Beware the aftershocks: Martin Currie seeks out opportunities as volatility continues
The current bout of increased volatility across equity markets is not yet over, with more shockwaves expected, Martin Currie’s European team has said.
Michael Browne, Portfolio Manager in charge of the group’s European Long/Short Strategy, warned this period of volatility could continue for some time as key drivers of the global economy move in different directions.
“There will be aftershocks for European and global markets as they continue to be impacted by an economic tug of war,” Browne said.
“Markets still have to come to terms with the changing nature and source of global growth.”
The Martin Currie GF European Absolute Alpha Fund* delivered a positive return of 1.5%** in August despite a widespread sell-off, through a combination of successful long and short positions. This compares to the illustrative benchmark index (MSCI Europe) which fell 7.3%. An almost 9% outperformance for the month.
Browne said the team had grown cautious the previous month that markets had run out of steam, as a combination of lower oil prices, a lack of a recovery in consumer spending, and the ongoing fall in capital expenditures all started to impact sentiment.
“In August there was a stark realisation that the US Federal Reserve was about to raise rates as the Chinese and other emerging markets were slowing sharply,” he said.
“Poor reaction to corporate results undermined confidence further and we cut the net exposure to 26% mid-month. As markets fell sharply and became oversold, we rebuilt exposure.”
Browne added that following the sell-off in European and US markets in August, there remained a valuation gap to exploit. Martin Currie’s European Long Short team believes that, on an earnings and price to book basis, the European market is now trading below long-term averages.
“Volatility and negative returns in the summer months has resulted in companies rebalancing and reallocating capital, making markets good value again. This will continue, and we will therefore remain nimble and positive,” he said.
Areas which could be fertile hunting grounds for investors if volatility continues include the commodities space, where the downward pressure on prices could lead to earnings downgrades.

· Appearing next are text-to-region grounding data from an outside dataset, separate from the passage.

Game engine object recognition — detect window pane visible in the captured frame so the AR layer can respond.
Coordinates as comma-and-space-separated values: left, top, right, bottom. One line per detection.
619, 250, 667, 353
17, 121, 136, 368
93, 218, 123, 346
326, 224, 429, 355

“Although the market has already been pricing in an Asian slowdown it may have to do more, especially if the yuan continues to depreciate. The market has also been pricing in a major oil, gas and materials earnings slowdown and again we believe there could be more to come there,” Browne said.
“However, in our view, the continued deflation in commodities and imported goods has not yet been priced in by the market and again we believe opportunity exists here for investors.”
However, the manager said unless global growth forecasts were cut significantly, there remained plenty of upside opportunities as well.
“Unless the recent events lead to a significant downward revision of estimates, we believe the current situation should be seen as an opportunity for investors,” he added.